Between 1980 and 2010, according to Statistics Canada, the pre-tax median income of the bottom 20 per cent of earners dropped by about 20 per cent. During the same period, the top 20 per cent’s median incomes rose. The result was an overall increase of 19.4 per cent in pre-tax inequality, according to a study by the Centre for the Study of Living Standards, an Ottawa-based think tank. Even after taxes and the distribution of benefits, the rate of inequality still rose during the period, only at a lower rate of 13.5 per cent. Furthermore, the study ranks British Columbia the most unequal province.
A report released last year by the Organization for Economic Co-operation and Development noticed the same trends. Canada’s income inequality has increased faster than all except five of the 34 OECD countries, nearly doubling the rate of the notoriously unequal United States.
So it’s time to ask ourselves why this is happening -- what exactly is driving the ear-popping rise in inequality? “When it comes to identifying contributors to worsening income inequality in Canada,” a new report published by the Canadian Centre for Policy Alternatives says, “look at the corporate power and consider it tantamount to a smoking gun.”
Released earlier this month, A Shrinking Universe: How Concentrated Corporate Power is Shaping Income Inequality in Canada, written by Jordan Brennan, might give us some sense of how we’ve gotten here.
It turns out that the top 60 Canadian-based firms make up 67 per cent of all equity market capitalization and 60 per cent of all corporate profit, and, given that “the entire Canadian political economy is driven by the performance of the equity market”, these firms are powerful. “Many important decisions made in the Canadian political economy are conditioned by their performance and their values,” the report clarifies.
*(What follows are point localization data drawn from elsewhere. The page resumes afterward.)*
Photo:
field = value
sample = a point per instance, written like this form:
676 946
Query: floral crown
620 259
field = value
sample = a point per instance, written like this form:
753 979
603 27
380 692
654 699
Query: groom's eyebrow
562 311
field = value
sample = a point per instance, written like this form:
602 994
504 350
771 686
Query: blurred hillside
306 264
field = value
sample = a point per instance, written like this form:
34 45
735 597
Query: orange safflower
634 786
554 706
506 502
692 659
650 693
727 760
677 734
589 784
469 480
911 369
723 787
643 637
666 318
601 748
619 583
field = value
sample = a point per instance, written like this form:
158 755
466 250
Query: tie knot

These include “decisions by businesses about whether to build new factories or expand the workforce; decisions by the Bank of Canada about interest rates and the money supply; decisions by commercial banks about acquisitions and lending; and decisions by governments about bailouts and stimulus,” and so on.
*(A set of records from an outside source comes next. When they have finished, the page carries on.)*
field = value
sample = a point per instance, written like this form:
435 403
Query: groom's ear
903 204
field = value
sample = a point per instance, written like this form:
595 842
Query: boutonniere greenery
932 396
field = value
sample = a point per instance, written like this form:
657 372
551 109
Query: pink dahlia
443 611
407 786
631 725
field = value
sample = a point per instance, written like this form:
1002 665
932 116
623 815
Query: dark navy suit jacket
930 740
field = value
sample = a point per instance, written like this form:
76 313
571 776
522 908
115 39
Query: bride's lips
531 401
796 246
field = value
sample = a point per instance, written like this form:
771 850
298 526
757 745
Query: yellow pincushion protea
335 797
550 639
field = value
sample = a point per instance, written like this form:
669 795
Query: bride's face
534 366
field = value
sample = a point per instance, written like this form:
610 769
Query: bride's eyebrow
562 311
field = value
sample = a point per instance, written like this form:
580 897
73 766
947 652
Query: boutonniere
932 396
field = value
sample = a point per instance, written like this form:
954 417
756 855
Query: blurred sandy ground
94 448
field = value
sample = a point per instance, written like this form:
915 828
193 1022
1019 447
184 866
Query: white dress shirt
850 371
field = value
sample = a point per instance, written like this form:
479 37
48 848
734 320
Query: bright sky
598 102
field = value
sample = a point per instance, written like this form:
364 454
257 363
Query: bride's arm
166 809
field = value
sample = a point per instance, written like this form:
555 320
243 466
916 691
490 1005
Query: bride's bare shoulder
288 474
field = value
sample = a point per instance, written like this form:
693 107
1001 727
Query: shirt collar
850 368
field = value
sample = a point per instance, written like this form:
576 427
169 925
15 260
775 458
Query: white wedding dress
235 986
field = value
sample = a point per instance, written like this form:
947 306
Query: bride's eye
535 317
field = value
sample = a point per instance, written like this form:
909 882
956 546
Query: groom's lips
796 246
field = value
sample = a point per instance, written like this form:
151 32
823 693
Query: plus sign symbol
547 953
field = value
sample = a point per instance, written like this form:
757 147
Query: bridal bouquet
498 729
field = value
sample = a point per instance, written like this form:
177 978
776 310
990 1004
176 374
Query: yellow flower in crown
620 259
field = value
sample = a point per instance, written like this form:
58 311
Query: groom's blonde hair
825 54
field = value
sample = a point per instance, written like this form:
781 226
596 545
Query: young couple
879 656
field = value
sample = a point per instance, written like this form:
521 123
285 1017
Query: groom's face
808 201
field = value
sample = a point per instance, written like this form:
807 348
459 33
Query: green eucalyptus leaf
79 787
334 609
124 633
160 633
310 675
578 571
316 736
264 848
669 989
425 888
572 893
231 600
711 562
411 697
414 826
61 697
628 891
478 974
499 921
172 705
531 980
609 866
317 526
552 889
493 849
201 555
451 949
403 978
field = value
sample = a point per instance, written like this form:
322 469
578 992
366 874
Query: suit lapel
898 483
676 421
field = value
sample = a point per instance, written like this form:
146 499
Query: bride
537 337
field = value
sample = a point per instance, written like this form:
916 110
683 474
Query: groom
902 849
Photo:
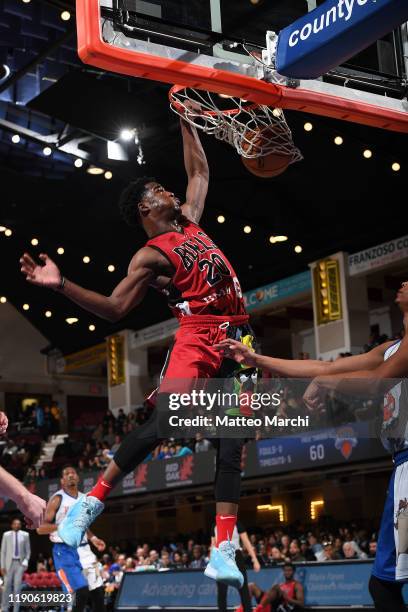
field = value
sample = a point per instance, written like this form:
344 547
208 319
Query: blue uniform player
76 567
The problem for many Canadians lies in the fact that these firms -- within which we’ll find many of the super rich -- have little incentive to close the inequality gap, raise wages, and reduce unemployment. “[C]ontrary to the received wisdom,” the report asserts “a move towards full employment and unlimited industrial production will not be welcomed by business because it undermines the pricing power of large firms and leads to a reduction in the capital income share.” In the battle between workers and Canada’s largest firms, the report argues that the latter gain when the former lose.
Even the man many consider the father of unfettered, free market capitalism, Adam Smith, might have agreed that Canada’s largest firms have undue influence. “The proposal of any new law or regulation of commerce which comes from this order,” he cautioned in the Wealth of Nations “ought always to be listened to with great precaution, and ought never to be adopted till after having been long and carefully examined, not only with the most scrupulous, but with the most suspicious attention.” Their interests, he believed, are “never exactly the same with that of the public … and … have, upon many occasions, both deceived and oppressed it.”
This article was originally co-written with David Penner for the Georgia Straight.